Today’s visit of the residency space was lead by my need to tidy up my ideas which was found in all the wonderful natural as well as human-made artefacts. All the little scene I encountered with turned into abstract tasks which in the following days I shall make more tangible. At the moment I find the idea of being in the state of a wondering elephant very inspiring.

Aneta Fodorová is an emerging dramaturge based in Prague, Czech Republic. Her philosophical and psychoanalytical educational background with the mixture of physical and alternative poetic theatre has lead her to found new theatre company MAREATE, which she runs with her colleague and close friend Lucie Palonciová. Her most recent work as dramaturge includes a collaboration with Czech alternative theatre company Chemical Theatre. The topics that her interests now revolve around are; humanity and aggression, uniqueness, creativity as a medication and most recently the exploration of what the modern hero looks like.
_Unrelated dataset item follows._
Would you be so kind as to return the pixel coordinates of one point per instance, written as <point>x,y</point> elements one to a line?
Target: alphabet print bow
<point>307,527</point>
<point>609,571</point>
Trained in academic writing, Fodorová has always had passion for creative writing, exploring, subverting the formal narrative. Trained as a dancer at a local art school she then continued her physical performance training with Loco:motion Company, Prague. From the position of a performer she quite consciously moved to the position of dramaturge and script writer.

Fodorová developed her writing skills with the help of Czech actor and director Jan Lepšík. Alongside collaborating with Chemical Theatre and running her new company Fodorová also writes short historical stories for children and teaches psychology.